Counting Outcomes

Understanding Counting Outcomes

  • Counting outcomes is a part of probability theory that deals with the determining the number of possible outcomes in an event.
  • An outcome is the result of a single trial in an experiment.
  • An experiment refers to a process (like tossing a coin or rolling a die) where the outcomes are uncertain.
  • The sample space of an experiment is the set of all possible outcomes.

Counting Techniques

  • When all outcomes are equally likely, the probability of an event happening is calculated by dividing the number of favourable outcomes by the total number of outcomes.
  • The fundamental principle of counting: In a multi-stage event, the total number of outcomes is equal to the product of the number of outcomes at each stage.
  • For example, if a coin is tossed twice, the number of outcomes is 2 (head or tail at first toss) times 2 (head or tail at the second toss), which equals 4. So, the outcomes can be HH, HT, TH, TT.
  • A tree diagram can help visualise multi-stage events and calculate the possible outcomes.
  • Permutations count outcomes when the order matters, and combinations count outcomes when the order does not matter.

Using Counting in Probability

  • To calculate probability using the counting techniques, decide whether order is important (permutation) or irrelevant (combination).
  • If a die is rolled and a coin is tossed, there are 6 possibilities for the die roll and 2 for the coin toss.
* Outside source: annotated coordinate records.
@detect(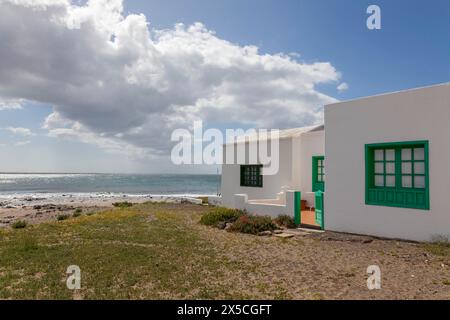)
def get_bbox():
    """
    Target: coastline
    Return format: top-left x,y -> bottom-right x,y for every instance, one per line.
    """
0,192 -> 213,228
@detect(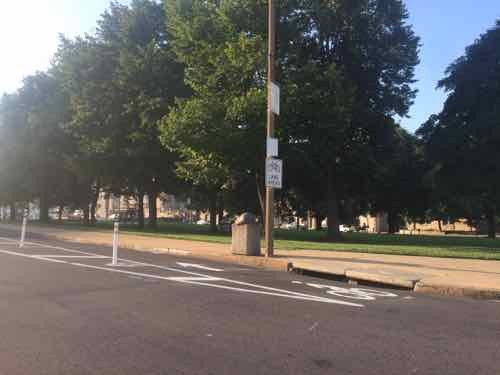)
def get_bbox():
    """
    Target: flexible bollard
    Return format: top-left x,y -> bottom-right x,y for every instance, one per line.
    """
19,216 -> 28,248
111,222 -> 120,266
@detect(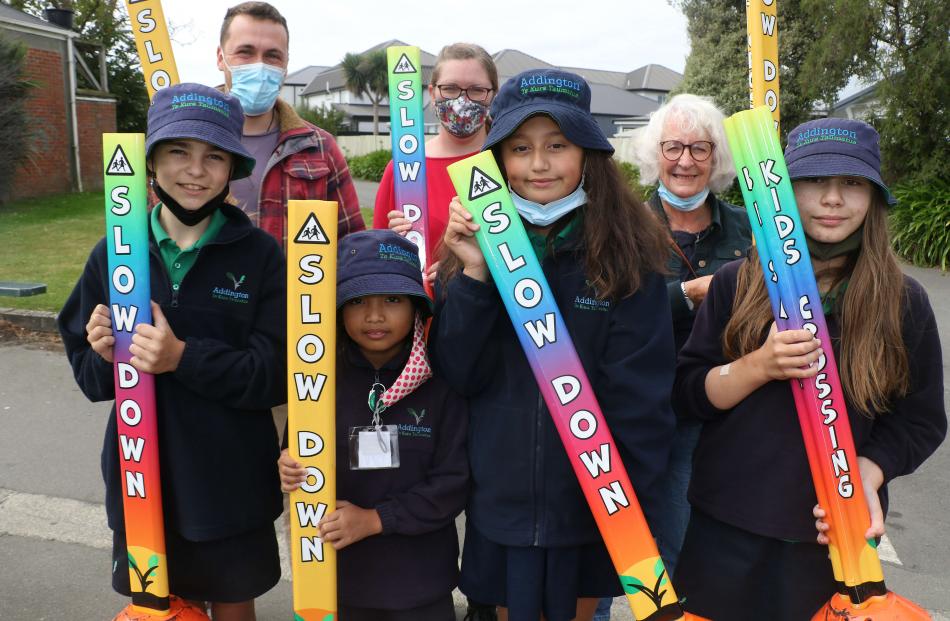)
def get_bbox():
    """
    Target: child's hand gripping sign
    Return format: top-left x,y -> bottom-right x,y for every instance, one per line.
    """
448,151 -> 698,621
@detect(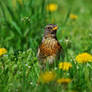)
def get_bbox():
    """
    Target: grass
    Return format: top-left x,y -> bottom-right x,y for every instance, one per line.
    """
0,0 -> 92,92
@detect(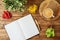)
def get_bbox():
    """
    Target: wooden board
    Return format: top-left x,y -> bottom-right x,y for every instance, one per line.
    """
0,0 -> 60,40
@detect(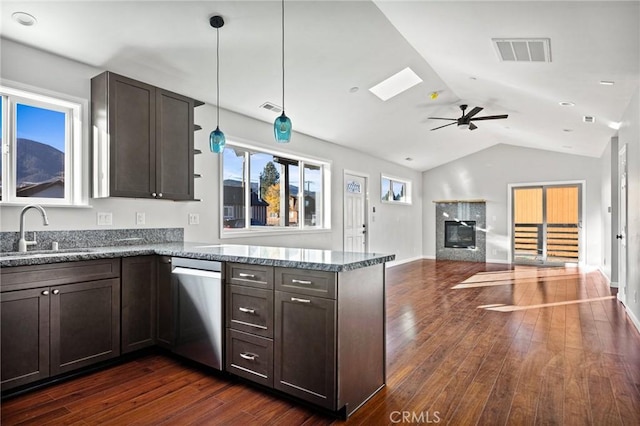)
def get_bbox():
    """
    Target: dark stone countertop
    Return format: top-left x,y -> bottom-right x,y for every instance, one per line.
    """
0,242 -> 395,272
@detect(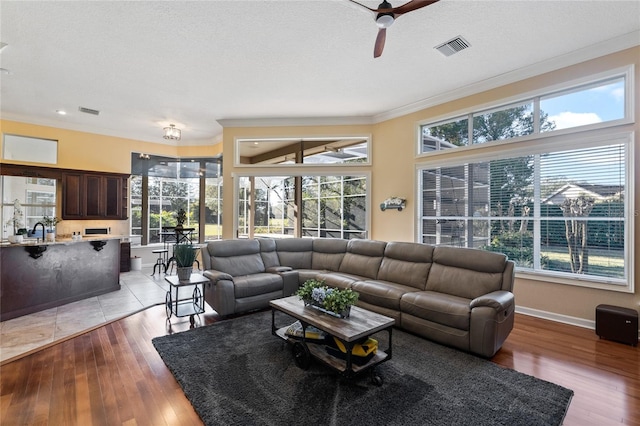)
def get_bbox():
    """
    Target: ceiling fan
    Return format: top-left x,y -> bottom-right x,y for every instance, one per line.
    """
349,0 -> 439,58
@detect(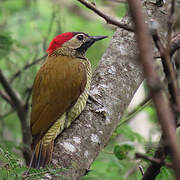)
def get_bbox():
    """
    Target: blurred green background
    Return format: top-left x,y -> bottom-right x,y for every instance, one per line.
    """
0,0 -> 173,180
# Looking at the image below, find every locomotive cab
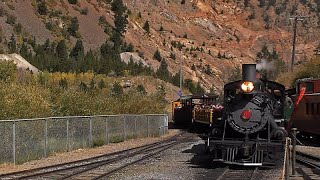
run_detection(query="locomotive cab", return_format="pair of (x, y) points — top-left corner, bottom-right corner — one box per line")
(207, 64), (287, 166)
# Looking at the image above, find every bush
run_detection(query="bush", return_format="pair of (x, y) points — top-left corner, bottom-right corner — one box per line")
(80, 7), (89, 15)
(68, 0), (78, 4)
(0, 61), (17, 82)
(0, 82), (53, 119)
(153, 50), (162, 62)
(6, 15), (17, 24)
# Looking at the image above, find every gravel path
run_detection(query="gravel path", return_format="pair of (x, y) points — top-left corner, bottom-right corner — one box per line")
(111, 134), (282, 180)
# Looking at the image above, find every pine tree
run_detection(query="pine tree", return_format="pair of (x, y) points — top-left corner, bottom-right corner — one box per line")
(156, 59), (171, 82)
(89, 78), (96, 91)
(111, 82), (123, 96)
(56, 40), (68, 60)
(153, 50), (162, 62)
(59, 78), (68, 89)
(70, 39), (84, 60)
(67, 17), (79, 37)
(111, 0), (128, 35)
(8, 34), (17, 53)
(37, 0), (48, 15)
(54, 40), (70, 72)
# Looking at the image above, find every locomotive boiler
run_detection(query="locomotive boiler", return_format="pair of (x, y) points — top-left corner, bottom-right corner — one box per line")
(206, 64), (287, 166)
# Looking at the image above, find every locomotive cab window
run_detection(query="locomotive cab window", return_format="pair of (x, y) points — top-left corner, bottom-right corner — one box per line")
(305, 82), (314, 93)
(298, 82), (314, 93)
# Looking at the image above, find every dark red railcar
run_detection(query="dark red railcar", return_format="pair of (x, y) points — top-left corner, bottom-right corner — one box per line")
(291, 78), (320, 136)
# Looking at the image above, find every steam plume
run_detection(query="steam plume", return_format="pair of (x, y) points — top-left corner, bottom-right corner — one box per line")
(256, 59), (275, 71)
So, the total number of outcomes is 6 times 2, equals 12.
  • For combinations, use the formula nCr = n! / [r!(n-r)!], where n is the number of total elements, r is the number of elements to choose, ‘!’ denotes factorial (eg. 3! = 3 x 2 x 1).
  • For permutations, use the formula nPr = n! / (n-r)!.

Handling Complex Outcomes

  • For counting outcomes in complex scenarios, breaking down the problem into simpler events often helps.
  • Remember, the probability of an impossible event is 0 and the probability of a certain event is 1.
  • For compound events, if the events are mutually exclusive (cannot happen together), add the probabilities. If the events are not mutually exclusive (can happen together), the probability of either event happening is the sum of the probabilities minus the probability of both events happening.

Reviewing Counting Principles

  • In conclusion, counting principles are essential for calculating probabilities.
  • Understand the difference between permutations and combinations, and when to use each.
  • Practice a range of problems to become familiar with the conditions and calculations involved.